Accélération du cash en circulation au Maroc
Au Maroc, la croissance rapide du cash en circulation est devenue un sujet préoccupant pour les autorités monétaires et économiques. Cette tendance, révélée par les dernières données de Bank Al-Maghrib (BAM), soulève des inquiétudes quant à ses impacts sur l’économie nationale, en particulier en termes de sécurité financière et de développement économique durable.
Selon les statistiques monétaires de BAM, la masse monétaire a enregistré une progression annuelle de 4,3% en mai 2024. Cette croissance est largement attribuée à l’augmentation de la monnaie fiduciaire, qui a connu une hausse significative de 10,2% après avoir atteint 8,5% le mois précédent. Ce phénomène reflète une préférence croissante pour la liquidité physique par rapport aux instruments financiers plus liquides.
Plusieurs facteurs expliquent cette évolution. D’une part, la stabilisation des comptes à terme avec une baisse de 6,8% à 4,5% et le ralentissement de la croissance des dépôts à vue de 7,9% à 6,9% ont contribué à l’augmentation relative du cash en circulation. D’autre part, une diminution notable des détentions en titres d’OPCVM monétaires de 12,5% à 18,5% a également été observée, indiquant un mouvement vers des actifs plus liquides et moins contraignants.

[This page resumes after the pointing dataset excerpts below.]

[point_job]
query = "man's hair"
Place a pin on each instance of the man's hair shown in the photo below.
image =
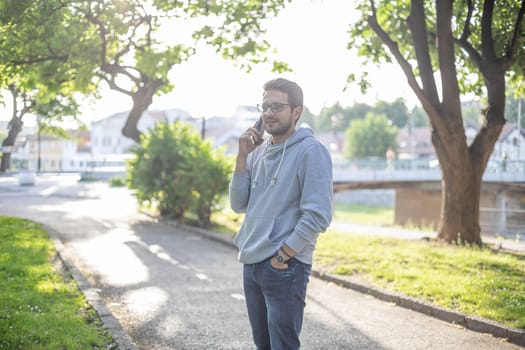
(294, 91)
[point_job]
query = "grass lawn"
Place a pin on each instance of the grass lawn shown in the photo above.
(40, 304)
(474, 281)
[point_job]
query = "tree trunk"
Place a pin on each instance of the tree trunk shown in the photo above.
(15, 126)
(460, 190)
(460, 206)
(142, 99)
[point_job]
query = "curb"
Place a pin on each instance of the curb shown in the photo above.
(112, 324)
(473, 323)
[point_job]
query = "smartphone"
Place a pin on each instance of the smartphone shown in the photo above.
(260, 126)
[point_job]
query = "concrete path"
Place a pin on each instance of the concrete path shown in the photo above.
(164, 287)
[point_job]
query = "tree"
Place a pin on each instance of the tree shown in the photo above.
(37, 69)
(135, 61)
(467, 46)
(396, 111)
(370, 137)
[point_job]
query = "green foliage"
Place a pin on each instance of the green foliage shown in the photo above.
(175, 171)
(474, 281)
(393, 17)
(370, 137)
(41, 306)
(117, 182)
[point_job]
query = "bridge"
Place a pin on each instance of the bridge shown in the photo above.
(417, 185)
(365, 173)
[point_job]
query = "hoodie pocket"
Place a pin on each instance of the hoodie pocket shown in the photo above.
(254, 232)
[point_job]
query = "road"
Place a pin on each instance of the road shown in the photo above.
(171, 289)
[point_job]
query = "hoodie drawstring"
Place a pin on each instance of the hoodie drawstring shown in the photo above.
(274, 178)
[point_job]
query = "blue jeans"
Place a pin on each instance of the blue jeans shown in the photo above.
(275, 300)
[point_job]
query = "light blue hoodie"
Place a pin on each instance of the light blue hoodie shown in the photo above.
(286, 195)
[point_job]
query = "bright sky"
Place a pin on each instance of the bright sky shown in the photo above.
(310, 35)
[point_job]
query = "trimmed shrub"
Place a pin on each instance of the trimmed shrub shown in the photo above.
(174, 171)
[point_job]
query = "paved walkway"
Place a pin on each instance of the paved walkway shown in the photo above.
(157, 286)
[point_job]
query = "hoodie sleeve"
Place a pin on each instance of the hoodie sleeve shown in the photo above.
(315, 177)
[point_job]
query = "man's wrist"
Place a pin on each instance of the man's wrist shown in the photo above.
(283, 252)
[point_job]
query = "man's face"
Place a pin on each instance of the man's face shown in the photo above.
(279, 117)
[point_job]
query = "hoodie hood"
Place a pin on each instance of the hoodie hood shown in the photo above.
(271, 152)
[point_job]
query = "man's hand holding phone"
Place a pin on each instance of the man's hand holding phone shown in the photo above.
(259, 125)
(252, 138)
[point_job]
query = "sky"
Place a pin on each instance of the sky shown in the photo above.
(310, 35)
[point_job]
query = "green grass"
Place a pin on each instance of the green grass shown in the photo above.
(470, 280)
(474, 281)
(364, 215)
(40, 304)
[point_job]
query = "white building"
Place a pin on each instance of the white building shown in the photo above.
(106, 134)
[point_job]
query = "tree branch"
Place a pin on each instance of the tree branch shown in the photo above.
(513, 47)
(447, 67)
(416, 21)
(487, 41)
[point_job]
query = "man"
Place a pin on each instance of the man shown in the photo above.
(284, 186)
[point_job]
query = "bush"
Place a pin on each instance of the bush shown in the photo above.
(175, 171)
(117, 182)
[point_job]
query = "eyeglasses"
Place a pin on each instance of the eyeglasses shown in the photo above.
(274, 106)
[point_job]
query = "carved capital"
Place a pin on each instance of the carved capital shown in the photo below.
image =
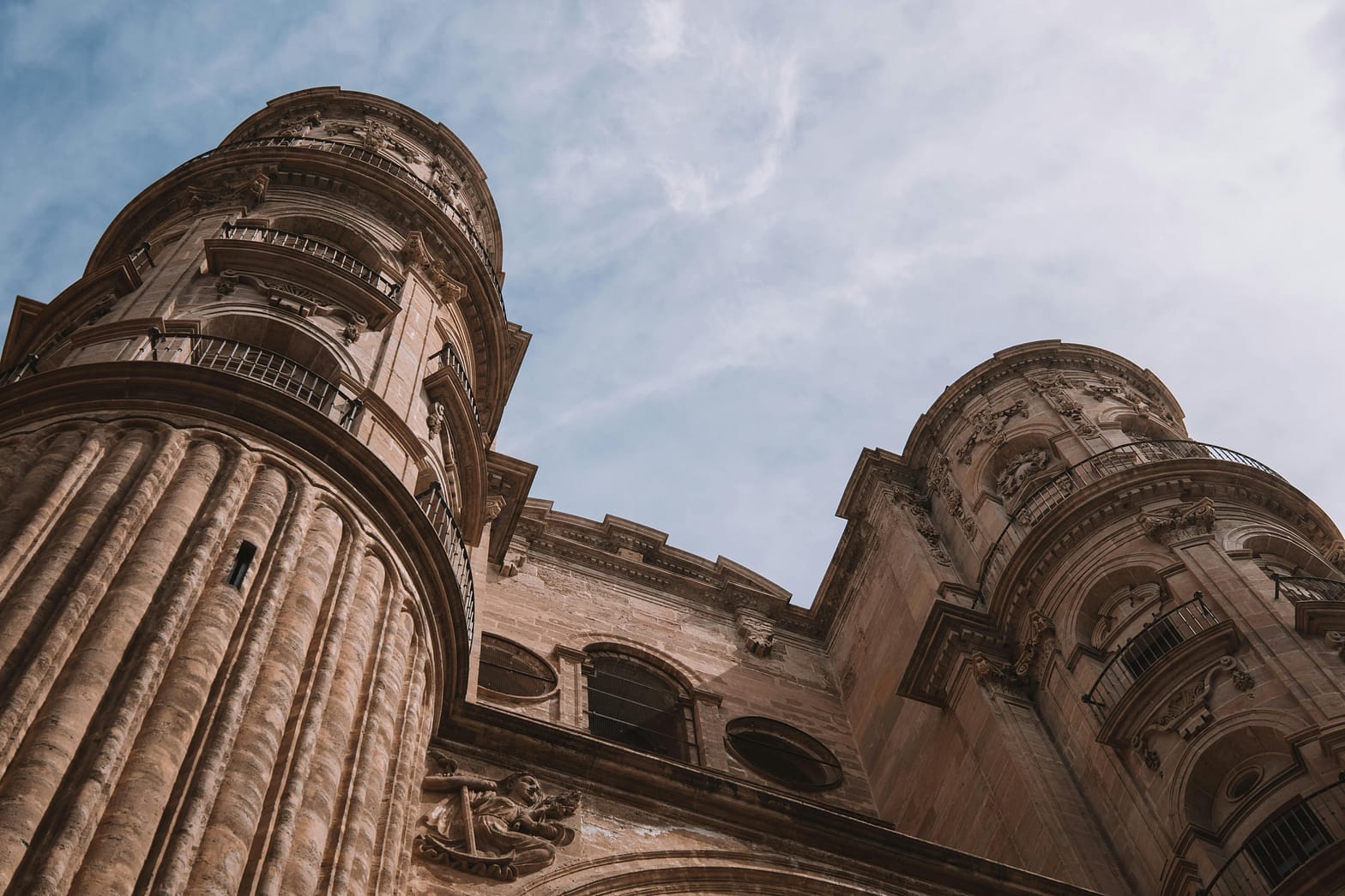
(1183, 521)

Abdellatif Jouahri, le Wali de BAM, a souligné lors d’une récente conférence de presse que le niveau actuel du cash en circulation au Maroc représente environ 30% du produit intérieur brut (PIB), l’un des taux les plus élevés au monde. Cette surabondance de liquidités expose l’économie à des risques accrus de fraude fiscale, de blanchiment d’argent et de financement du terrorisme, en raison de l’anonymat et de la traçabilité limitée associés au cash.
Zakaria Garti, analyste économique, note que la pandémie de Covid-19 a joué un rôle crucial dans l’augmentation spectaculaire du cash en circulation. Les retraits massifs de dépôts par les citoyens et les injections de liquidités sous forme de subventions ont contribué à une hausse rapide, passant de 65 milliards de dirhams (MMDH) avant la crise à environ 400 MMDH actuellement. Cette augmentation s’explique également par une augmentation des flux touristiques utilisant des transactions en espèces et des transferts record des Marocains résidant à l’étranger.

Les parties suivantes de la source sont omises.